I’d consider supporting the JREF again if the tweets were real. It would mean that they reconsidered their actions, and wanted to work for a skeptical movement that reaches out beyond the old boys club.
Instead, by someone hacking the account, the jREF can claim that they’re being attacked. They might use the attack to say, “Both sides are doing it.” That hacker didn’t do us any favors.
A Hermit
January 1, 2013 at 11:04 am (UTC -5) Link to this comment
What do these people think it says about them that a resolution to “not attack women” is seen as a bad thing?! Do they think at all?
Aratina Cage
January 1, 2013 at 12:59 pm (UTC -5) Link to this comment
Thank you for the new list of slimes to block. Happy New Year!
Tom Foss
January 1, 2013 at 2:21 pm (UTC -5) Link to this comment
Add Sid Rodrigues to the list of skeptics who have apparently lost the plot:
https://twitter.com/SidRodrigues/status/286011722811191297
https://twitter.com/SidRodrigues/status/286136433318711296
screechymonkey
January 1, 2013 at 2:48 pm (UTC -5) Link to this comment
In before some idiot shows up to complain that no one here has condemned the (alleged) hacking of the JREF Twitter account.
(Seriously, though, that kind of shit is Not Helpful.)
WMDKitty (Always growing and learning)
January 1, 2013 at 7:21 pm (UTC -5) Link to this comment
Dude. What Joe and The Hermit said at #1 and #3.
jimmy russel
January 2, 2013 at 4:44 pm (UTC -5) Link to this comment
The objections are not to the literal content of the tweets, to those who understand nuance and context it’s clear. Because this stuff is the “lite” version of the views expressed, the stuff that on the surface is not hard to agree with. It’s the stuff you throw up when accused of being radical and irrational “we just want to be safe”, but people outside of the in group understand that it isnt as innocent as that. It’s about controlling peoples interactions beyond that. It’s about policing words and thought in the name of “free thought” and visciously attacking those who don’t conform, both on the internet and their personal/professional lives.

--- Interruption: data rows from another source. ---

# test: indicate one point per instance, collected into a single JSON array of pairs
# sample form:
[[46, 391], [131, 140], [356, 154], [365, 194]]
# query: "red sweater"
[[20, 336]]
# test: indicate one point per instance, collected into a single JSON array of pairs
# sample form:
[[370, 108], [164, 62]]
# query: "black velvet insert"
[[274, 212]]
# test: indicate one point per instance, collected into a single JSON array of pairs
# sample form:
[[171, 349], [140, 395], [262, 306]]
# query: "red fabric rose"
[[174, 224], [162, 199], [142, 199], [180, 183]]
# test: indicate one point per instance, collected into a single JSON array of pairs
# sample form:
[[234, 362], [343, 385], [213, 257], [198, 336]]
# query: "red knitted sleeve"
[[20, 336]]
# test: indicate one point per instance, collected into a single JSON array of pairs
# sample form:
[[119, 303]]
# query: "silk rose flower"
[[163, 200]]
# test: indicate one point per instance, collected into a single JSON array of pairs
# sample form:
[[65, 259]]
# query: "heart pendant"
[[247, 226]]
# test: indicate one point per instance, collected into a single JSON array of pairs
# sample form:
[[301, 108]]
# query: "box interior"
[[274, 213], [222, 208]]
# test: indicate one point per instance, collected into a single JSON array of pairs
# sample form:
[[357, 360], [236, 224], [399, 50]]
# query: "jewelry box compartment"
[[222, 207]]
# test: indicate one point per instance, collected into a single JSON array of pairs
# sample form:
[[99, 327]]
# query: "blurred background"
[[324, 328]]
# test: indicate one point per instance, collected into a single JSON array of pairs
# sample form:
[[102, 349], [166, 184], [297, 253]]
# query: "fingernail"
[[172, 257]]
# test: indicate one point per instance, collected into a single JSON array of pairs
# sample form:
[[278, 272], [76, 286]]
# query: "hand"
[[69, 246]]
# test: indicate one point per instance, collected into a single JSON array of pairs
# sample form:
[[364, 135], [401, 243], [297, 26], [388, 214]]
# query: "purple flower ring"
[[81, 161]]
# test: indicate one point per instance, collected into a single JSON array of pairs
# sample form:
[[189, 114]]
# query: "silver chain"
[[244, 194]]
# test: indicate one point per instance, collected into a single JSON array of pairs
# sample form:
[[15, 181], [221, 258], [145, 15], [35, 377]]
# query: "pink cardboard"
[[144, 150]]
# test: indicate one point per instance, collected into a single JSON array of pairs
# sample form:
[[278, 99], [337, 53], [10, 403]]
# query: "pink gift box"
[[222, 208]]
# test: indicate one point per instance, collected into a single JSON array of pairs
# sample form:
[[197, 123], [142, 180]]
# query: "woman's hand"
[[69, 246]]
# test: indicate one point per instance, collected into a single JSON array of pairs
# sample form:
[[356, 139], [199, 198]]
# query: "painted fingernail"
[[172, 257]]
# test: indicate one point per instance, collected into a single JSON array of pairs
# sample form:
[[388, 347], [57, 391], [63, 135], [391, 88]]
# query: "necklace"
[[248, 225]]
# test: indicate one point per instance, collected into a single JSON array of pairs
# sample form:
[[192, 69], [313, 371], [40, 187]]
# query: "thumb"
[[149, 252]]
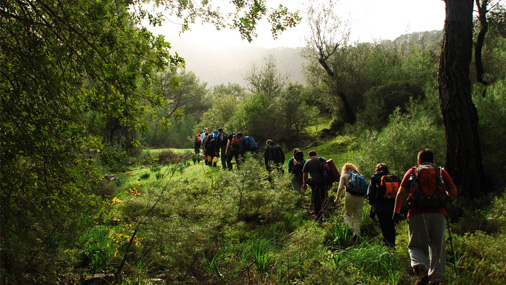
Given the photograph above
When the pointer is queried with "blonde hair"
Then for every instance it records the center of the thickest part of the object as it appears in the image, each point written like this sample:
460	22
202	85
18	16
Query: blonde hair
348	167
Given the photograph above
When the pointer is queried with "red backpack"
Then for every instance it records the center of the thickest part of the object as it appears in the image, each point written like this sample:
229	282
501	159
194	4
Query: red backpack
389	185
427	187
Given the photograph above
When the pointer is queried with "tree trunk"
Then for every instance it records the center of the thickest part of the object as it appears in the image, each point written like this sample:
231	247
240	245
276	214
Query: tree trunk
463	153
478	62
349	116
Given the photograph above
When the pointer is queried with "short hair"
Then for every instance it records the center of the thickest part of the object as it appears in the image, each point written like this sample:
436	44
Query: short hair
348	167
381	166
425	155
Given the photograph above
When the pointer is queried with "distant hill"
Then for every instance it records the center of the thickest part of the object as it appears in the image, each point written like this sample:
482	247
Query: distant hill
223	65
220	66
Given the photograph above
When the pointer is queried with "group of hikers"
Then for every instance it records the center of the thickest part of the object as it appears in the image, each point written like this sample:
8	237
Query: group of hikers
218	144
420	195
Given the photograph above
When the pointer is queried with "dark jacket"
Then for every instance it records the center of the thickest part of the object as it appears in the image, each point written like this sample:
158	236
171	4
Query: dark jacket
379	204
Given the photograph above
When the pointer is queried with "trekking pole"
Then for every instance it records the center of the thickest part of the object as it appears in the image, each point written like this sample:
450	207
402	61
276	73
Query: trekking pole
451	242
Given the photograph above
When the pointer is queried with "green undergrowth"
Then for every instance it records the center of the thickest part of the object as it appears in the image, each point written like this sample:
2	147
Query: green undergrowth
192	223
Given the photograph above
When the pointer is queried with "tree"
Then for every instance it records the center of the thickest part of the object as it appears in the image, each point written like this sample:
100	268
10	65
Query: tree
463	153
266	80
482	17
324	45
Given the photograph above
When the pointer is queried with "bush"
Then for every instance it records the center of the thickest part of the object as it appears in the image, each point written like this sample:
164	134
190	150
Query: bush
380	102
399	142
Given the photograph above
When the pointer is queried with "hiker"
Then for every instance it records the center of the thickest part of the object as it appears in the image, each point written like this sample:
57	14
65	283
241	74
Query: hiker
381	192
210	146
319	193
295	166
248	143
427	217
273	156
203	137
233	149
221	147
203	146
354	197
196	144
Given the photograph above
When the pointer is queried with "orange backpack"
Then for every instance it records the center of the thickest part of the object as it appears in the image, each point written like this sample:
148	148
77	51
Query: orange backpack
427	187
389	185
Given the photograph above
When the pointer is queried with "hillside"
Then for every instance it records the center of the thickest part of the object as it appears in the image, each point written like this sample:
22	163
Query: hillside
223	65
220	66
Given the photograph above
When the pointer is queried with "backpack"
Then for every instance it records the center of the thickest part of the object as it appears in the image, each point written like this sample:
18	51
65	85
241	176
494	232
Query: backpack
251	145
234	144
275	153
210	142
389	184
222	138
298	165
326	171
356	185
427	188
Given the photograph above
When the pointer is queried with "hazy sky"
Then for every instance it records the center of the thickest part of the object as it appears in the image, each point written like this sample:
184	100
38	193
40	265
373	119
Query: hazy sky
369	21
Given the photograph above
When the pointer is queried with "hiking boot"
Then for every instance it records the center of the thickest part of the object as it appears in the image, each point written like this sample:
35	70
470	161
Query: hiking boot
421	275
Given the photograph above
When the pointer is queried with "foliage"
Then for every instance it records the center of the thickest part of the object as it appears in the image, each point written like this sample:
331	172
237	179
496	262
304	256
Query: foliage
398	143
492	115
383	100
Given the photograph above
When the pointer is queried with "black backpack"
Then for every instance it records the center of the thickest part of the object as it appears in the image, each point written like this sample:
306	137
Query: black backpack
222	139
298	163
275	153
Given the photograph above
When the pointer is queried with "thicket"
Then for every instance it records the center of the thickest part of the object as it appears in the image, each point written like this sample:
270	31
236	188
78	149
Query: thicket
80	201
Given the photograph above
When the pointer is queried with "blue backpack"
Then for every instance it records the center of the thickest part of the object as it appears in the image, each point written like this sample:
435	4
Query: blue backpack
251	145
356	185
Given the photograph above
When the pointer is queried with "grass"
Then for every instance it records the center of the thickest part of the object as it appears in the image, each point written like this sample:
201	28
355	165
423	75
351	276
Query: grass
215	226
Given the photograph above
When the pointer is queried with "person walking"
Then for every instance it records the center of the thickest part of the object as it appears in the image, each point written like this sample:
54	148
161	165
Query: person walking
425	186
221	147
381	192
314	167
353	202
295	166
233	149
196	144
274	156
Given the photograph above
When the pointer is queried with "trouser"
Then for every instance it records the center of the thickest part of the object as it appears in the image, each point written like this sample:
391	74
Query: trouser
296	181
353	206
427	244
319	195
387	227
223	157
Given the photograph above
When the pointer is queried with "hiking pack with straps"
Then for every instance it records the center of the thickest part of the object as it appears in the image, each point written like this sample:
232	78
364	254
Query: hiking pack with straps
275	153
234	144
329	171
251	145
389	184
222	139
210	142
427	188
356	185
298	163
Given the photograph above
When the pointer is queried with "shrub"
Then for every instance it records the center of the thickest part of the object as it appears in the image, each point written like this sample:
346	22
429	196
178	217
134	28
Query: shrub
399	142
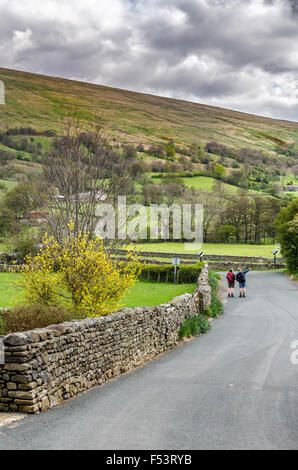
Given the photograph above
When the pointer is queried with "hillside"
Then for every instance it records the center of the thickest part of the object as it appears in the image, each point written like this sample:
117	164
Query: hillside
35	100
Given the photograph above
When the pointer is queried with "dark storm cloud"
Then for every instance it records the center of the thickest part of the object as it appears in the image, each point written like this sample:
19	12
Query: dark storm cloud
232	53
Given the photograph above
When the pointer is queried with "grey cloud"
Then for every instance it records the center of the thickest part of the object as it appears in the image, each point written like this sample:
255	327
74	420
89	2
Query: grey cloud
205	50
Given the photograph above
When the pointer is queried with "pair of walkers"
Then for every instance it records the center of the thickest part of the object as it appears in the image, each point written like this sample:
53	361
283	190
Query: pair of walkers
240	278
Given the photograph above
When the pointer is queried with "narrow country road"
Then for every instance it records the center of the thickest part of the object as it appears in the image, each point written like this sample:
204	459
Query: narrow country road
233	388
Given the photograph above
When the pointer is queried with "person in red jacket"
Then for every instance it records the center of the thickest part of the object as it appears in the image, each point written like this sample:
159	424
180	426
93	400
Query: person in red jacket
231	283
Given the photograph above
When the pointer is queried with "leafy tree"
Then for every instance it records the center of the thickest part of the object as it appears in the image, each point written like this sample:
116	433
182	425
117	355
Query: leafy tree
170	150
287	227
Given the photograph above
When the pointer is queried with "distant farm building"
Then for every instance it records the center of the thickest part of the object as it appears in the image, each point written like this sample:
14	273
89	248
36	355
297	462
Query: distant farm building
291	187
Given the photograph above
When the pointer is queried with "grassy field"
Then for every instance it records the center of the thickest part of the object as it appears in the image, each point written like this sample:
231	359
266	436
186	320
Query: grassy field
154	293
212	249
142	293
36	100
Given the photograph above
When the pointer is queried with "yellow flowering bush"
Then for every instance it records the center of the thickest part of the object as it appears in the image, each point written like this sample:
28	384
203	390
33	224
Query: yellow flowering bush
78	273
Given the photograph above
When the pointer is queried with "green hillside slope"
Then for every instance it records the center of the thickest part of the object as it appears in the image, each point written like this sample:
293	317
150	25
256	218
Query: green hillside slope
35	100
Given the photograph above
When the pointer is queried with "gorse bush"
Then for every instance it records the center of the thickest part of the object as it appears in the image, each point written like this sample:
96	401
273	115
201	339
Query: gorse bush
79	274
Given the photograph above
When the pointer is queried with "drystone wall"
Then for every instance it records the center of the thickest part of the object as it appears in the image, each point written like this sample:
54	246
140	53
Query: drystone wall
45	366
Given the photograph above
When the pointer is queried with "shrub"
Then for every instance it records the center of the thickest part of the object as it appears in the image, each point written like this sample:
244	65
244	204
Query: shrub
216	307
193	326
77	273
30	317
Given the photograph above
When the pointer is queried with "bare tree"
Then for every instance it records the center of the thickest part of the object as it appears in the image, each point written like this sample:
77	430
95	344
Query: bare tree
79	173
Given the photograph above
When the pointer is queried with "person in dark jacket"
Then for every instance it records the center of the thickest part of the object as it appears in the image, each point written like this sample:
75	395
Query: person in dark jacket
231	283
240	277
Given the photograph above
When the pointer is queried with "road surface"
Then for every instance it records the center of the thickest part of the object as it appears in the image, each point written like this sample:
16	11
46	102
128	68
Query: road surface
232	388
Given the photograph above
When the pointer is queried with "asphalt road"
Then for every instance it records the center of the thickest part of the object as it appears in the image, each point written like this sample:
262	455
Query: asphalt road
232	388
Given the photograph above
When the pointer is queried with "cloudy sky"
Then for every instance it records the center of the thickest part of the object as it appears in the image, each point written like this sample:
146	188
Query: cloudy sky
238	54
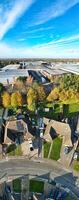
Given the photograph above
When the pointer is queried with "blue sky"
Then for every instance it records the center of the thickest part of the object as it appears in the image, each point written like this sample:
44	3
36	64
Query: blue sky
39	28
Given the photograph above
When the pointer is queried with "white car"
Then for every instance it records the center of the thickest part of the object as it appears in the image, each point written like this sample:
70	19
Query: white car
31	145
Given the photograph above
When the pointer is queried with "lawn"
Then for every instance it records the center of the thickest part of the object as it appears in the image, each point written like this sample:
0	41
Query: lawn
73	108
69	198
14	151
76	166
46	147
16	185
56	148
36	186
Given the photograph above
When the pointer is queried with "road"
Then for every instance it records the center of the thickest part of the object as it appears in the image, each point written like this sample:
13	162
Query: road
43	169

That is why people protest, not because of the words said, but what the implications of those words would be.
Stephanie Zvan
January 2, 2013 at 4:54 pm (UTC -5) Link to this comment
Ooh, jimmy, they haven’t handed out the secret marching orders that will go into effect once JREF adopts a reasonable anti-harassment policy for TAM. Tell me, pretty please, what will I get to do? Is it any different than what happened at the four cons I attended this summer and fall that had policies? Are we just waiting for all conferences and conventions fall in line before we jump out from behind a bush, screaming, “Suckers!!!!”? Will we start banning sex everywhere on Earth?
What will we do? Huh?
Anonymous Atheist
January 5, 2013 at 2:01 am (UTC -5) Link to this comment
Secret plan: All men attending conferences/conventions without Atheism+ credentials will be blindfolded, gagged, and handcuffed for the duration of the event.